In pathogenicity tests under greenhouse conditions, Biscogniauxia rosacearum, B. persica, Botryosphaeria dothidea, G. quercicola, and N. dimidiatum were the most virulent species, which caused a quick decline and death of inoculated seedlings after 28–30 days. Thus, to evaluate the pathogenicity of these species in a distinct analysis, we recorded the external and internal symptoms and analyzed them after 30 days ( Table 2 ).

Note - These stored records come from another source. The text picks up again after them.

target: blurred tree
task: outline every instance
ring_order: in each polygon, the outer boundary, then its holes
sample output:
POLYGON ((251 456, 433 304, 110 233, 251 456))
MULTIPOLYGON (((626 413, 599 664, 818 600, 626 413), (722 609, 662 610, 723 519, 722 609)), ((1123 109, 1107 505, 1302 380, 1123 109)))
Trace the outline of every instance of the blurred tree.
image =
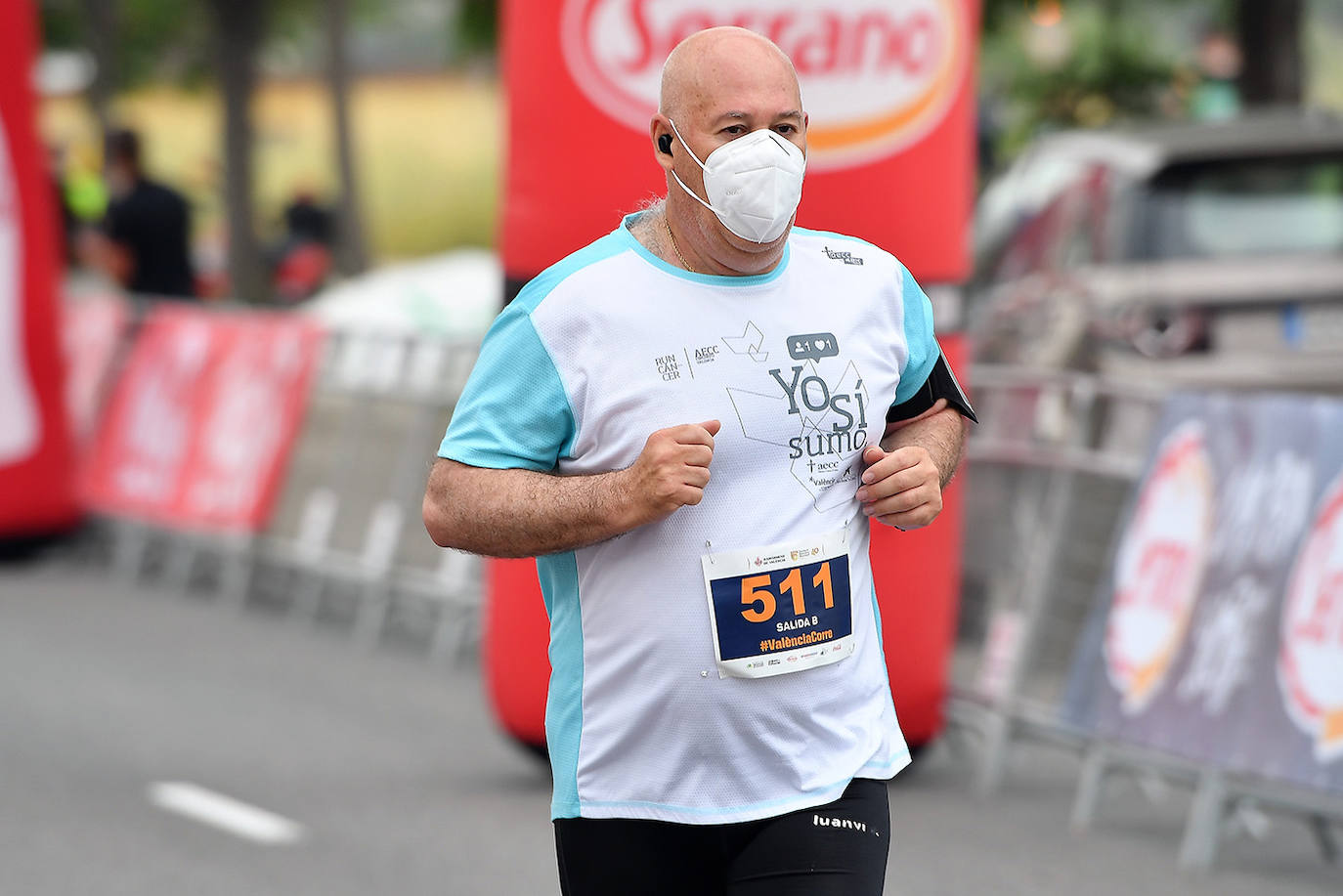
POLYGON ((1201 17, 1205 27, 1234 31, 1245 59, 1240 99, 1299 103, 1303 7, 1303 0, 983 0, 986 94, 1011 106, 1003 148, 1019 148, 1041 128, 1156 114, 1162 91, 1190 75, 1170 42, 1154 39, 1154 20, 1201 17))
POLYGON ((1301 0, 1238 0, 1241 99, 1250 106, 1301 102, 1301 0))
POLYGON ((265 32, 265 0, 208 0, 215 21, 215 60, 224 99, 224 206, 228 211, 228 279, 243 301, 270 296, 254 228, 251 98, 257 51, 265 32))
POLYGON ((87 23, 89 50, 94 60, 89 99, 98 118, 98 130, 111 130, 111 91, 117 83, 117 0, 81 0, 87 23))
POLYGON ((455 32, 465 55, 493 54, 500 35, 498 0, 461 0, 455 32))
POLYGON ((355 179, 355 150, 349 128, 349 54, 346 31, 348 0, 326 0, 326 71, 332 89, 332 111, 336 126, 336 169, 340 173, 340 197, 336 206, 336 263, 345 274, 357 274, 368 265, 364 246, 363 214, 359 184, 355 179))

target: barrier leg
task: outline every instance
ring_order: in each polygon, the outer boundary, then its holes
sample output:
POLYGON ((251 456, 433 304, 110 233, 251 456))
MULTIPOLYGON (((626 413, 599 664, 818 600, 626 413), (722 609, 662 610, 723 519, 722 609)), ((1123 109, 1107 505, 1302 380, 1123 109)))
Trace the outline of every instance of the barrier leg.
POLYGON ((247 547, 230 551, 219 559, 219 603, 231 610, 247 606, 251 591, 252 556, 247 547))
POLYGON ((140 582, 140 570, 145 562, 145 548, 149 533, 137 523, 120 521, 111 548, 113 572, 117 579, 134 584, 140 582))
POLYGON ((369 582, 360 590, 359 614, 355 619, 355 642, 360 647, 372 650, 383 639, 391 604, 392 592, 381 582, 369 582))
POLYGON ((168 541, 168 560, 164 563, 164 587, 185 594, 191 586, 191 572, 196 566, 196 545, 191 537, 172 537, 168 541))
POLYGON ((1320 848, 1320 856, 1327 864, 1339 865, 1343 856, 1339 854, 1339 841, 1334 836, 1334 827, 1330 826, 1328 817, 1312 814, 1309 825, 1311 833, 1315 834, 1315 842, 1320 848))
POLYGON ((1185 822, 1185 838, 1179 846, 1182 870, 1205 873, 1217 858, 1217 841, 1222 832, 1222 810, 1226 803, 1226 779, 1215 768, 1205 770, 1198 778, 1194 805, 1185 822))
POLYGON ((1073 817, 1069 822, 1073 833, 1085 833, 1096 819, 1107 771, 1109 771, 1109 751, 1104 744, 1092 744, 1086 748, 1086 758, 1077 778, 1077 795, 1073 799, 1073 817))
POLYGON ((290 617, 294 622, 316 622, 317 613, 322 609, 322 594, 325 591, 326 580, 321 575, 299 571, 298 582, 294 583, 294 604, 290 607, 290 617))
POLYGON ((1007 774, 1007 748, 1011 746, 1013 720, 1005 708, 987 711, 983 724, 984 744, 979 758, 975 791, 980 797, 998 793, 1007 774))
POLYGON ((473 606, 458 599, 441 600, 438 625, 434 627, 434 646, 430 649, 432 661, 443 665, 459 662, 466 656, 474 623, 473 606))

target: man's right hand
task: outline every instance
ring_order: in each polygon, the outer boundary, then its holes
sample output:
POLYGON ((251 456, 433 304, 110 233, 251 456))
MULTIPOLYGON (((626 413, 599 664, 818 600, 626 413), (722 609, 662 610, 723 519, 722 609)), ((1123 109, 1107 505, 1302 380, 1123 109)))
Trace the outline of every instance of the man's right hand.
POLYGON ((649 437, 638 459, 624 470, 635 525, 655 523, 704 498, 713 437, 720 429, 719 420, 705 420, 672 426, 649 437))

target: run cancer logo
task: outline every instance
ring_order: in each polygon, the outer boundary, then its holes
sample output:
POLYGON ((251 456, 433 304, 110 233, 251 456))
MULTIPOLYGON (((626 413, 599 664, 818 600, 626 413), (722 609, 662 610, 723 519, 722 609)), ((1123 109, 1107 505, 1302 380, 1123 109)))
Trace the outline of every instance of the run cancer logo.
POLYGON ((1316 760, 1343 756, 1343 474, 1288 580, 1277 681, 1287 715, 1315 739, 1316 760))
POLYGON ((1214 488, 1202 423, 1156 453, 1115 557, 1105 670, 1123 711, 1146 709, 1185 641, 1213 539, 1214 488))
POLYGON ((814 110, 808 167, 890 156, 937 126, 968 70, 962 0, 567 0, 564 60, 592 103, 647 133, 662 62, 713 26, 757 31, 792 59, 814 110))

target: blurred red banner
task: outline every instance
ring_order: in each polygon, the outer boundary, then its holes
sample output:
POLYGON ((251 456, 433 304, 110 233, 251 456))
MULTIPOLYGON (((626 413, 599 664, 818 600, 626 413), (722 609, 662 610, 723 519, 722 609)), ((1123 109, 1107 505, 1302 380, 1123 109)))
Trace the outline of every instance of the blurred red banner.
POLYGON ((794 60, 811 116, 798 223, 920 281, 968 273, 978 0, 509 0, 502 254, 528 278, 662 196, 649 121, 682 38, 737 24, 794 60))
POLYGON ((0 3, 0 537, 79 516, 56 341, 52 180, 32 97, 36 12, 0 3))
POLYGON ((320 345, 299 318, 154 309, 94 441, 89 504, 176 528, 261 529, 320 345))
POLYGON ((60 347, 66 363, 66 410, 79 445, 93 438, 117 349, 130 326, 130 305, 110 290, 67 294, 62 302, 60 347))

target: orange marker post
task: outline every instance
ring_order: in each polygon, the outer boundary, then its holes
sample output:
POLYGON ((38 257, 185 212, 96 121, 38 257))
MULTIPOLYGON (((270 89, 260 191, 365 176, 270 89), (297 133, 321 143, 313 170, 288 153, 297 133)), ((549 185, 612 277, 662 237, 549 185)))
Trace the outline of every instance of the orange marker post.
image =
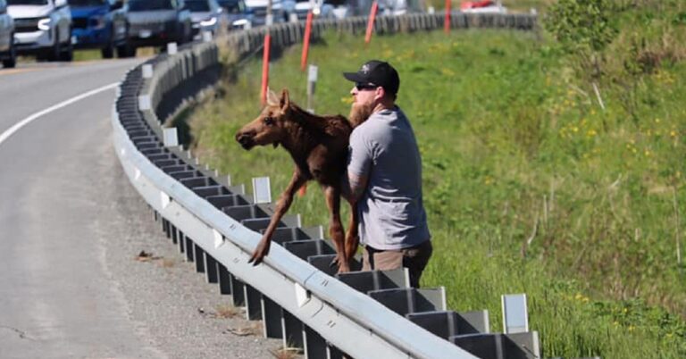
POLYGON ((446 0, 446 20, 443 21, 443 30, 446 34, 450 32, 450 5, 451 1, 446 0))
POLYGON ((379 10, 379 4, 374 1, 372 3, 372 9, 369 10, 369 21, 367 21, 367 34, 364 36, 364 44, 369 44, 372 41, 372 31, 374 29, 377 10, 379 10))
POLYGON ((307 66, 307 53, 310 51, 310 34, 312 33, 312 11, 307 13, 307 20, 305 21, 305 38, 303 38, 303 55, 300 57, 300 71, 305 71, 307 66))
POLYGON ((262 104, 267 103, 267 88, 269 87, 269 48, 272 44, 272 37, 264 35, 264 53, 262 57, 262 92, 260 99, 262 104))

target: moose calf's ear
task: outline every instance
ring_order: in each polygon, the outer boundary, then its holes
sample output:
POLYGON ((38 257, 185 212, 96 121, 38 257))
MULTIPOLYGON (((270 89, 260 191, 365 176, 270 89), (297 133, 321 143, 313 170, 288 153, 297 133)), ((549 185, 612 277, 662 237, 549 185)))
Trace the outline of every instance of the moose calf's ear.
POLYGON ((280 100, 281 110, 286 110, 290 106, 290 98, 289 98, 289 90, 287 88, 284 88, 281 90, 281 100, 280 100))
POLYGON ((279 104, 279 96, 276 96, 274 91, 269 90, 267 92, 267 104, 276 106, 279 104))

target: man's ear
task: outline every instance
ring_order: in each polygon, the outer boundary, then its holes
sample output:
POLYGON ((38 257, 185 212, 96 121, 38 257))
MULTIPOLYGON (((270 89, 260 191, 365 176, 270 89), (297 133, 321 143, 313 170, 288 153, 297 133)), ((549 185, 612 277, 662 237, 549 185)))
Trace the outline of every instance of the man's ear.
POLYGON ((386 88, 383 88, 380 86, 376 88, 375 91, 376 92, 374 93, 374 100, 381 100, 386 96, 386 88))
POLYGON ((276 93, 272 90, 267 91, 267 104, 270 106, 276 106, 279 105, 279 96, 276 96, 276 93))
POLYGON ((281 90, 281 99, 279 103, 279 105, 281 107, 281 111, 283 112, 286 112, 286 110, 290 107, 290 98, 289 97, 289 90, 287 88, 281 90))

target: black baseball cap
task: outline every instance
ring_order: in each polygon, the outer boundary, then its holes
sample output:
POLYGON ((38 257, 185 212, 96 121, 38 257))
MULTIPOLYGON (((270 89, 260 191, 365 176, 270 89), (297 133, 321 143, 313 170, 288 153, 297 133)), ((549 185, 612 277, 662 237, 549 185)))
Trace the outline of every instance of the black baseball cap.
POLYGON ((353 82, 372 83, 396 95, 400 88, 400 77, 389 63, 372 60, 364 63, 357 72, 343 72, 343 77, 353 82))

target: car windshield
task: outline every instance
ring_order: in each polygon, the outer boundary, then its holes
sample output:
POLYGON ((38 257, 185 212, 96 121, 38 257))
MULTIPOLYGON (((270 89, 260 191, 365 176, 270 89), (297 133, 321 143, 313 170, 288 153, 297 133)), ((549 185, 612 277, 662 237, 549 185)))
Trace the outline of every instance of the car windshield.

Pathogenicity of the other examined species were recorded after 60 days and analyzed separately ( Table 3 ). In the first statistical analyses, significant differences were determined in lesion lengths between species (F = 54.22, p < 0.001) and B. rosacearum was the most virulent species and G. quercicola was the most virulent coelomycetous species. Gnomoniopsis quercicola showed high phytotoxic activity on leaves examined under in vitro conditions ( Figure 15D ). Severe leaf yellowing and defoliation on inoculated seedlings and extended brown wood necrosis in cross-sections of inoculated stems were observed 28–30 days after inoculation under greenhouse conditions ( Figure 15 ). Botryosphaeria dothidea and N. dimidiatum showed high phytotoxic activity on leaves ( Supplementary Figures 1–4D ) and inoculated seedlings showed severe leaf blight and defoliation together with wedge-shaped and irregular wood necrosis in cross-sections of inoculated stems 28–30 days after inoculation ( Supplementary Figures 1–4 ). The second statistical analysis also indicated significant differences in lesion lengths between species (F = 318.33, p < 0.001) and all coelomycetous species; A. iranensis, C. hedjaroudei, C. zagrosensis, D. glomerata, and K. variispora were pathogenic and caused leaf necrosis, blight, and defoliation on oak seedlings under greenhouse conditions 60 days after inoculation. Moreover, cross-sections of inoculated stems showed an intermediate vascular discoloration and irregular wood necrosis ( Table 3 , Figures 12 – 14 , Supplementary Figures 2, 3 ). All inoculated pathogens were re-isolated from inoculated leaves and seedling stems, confirming Koch’s postulates ( Figures 12 – 15 , Supplementary Figures 1–4 ).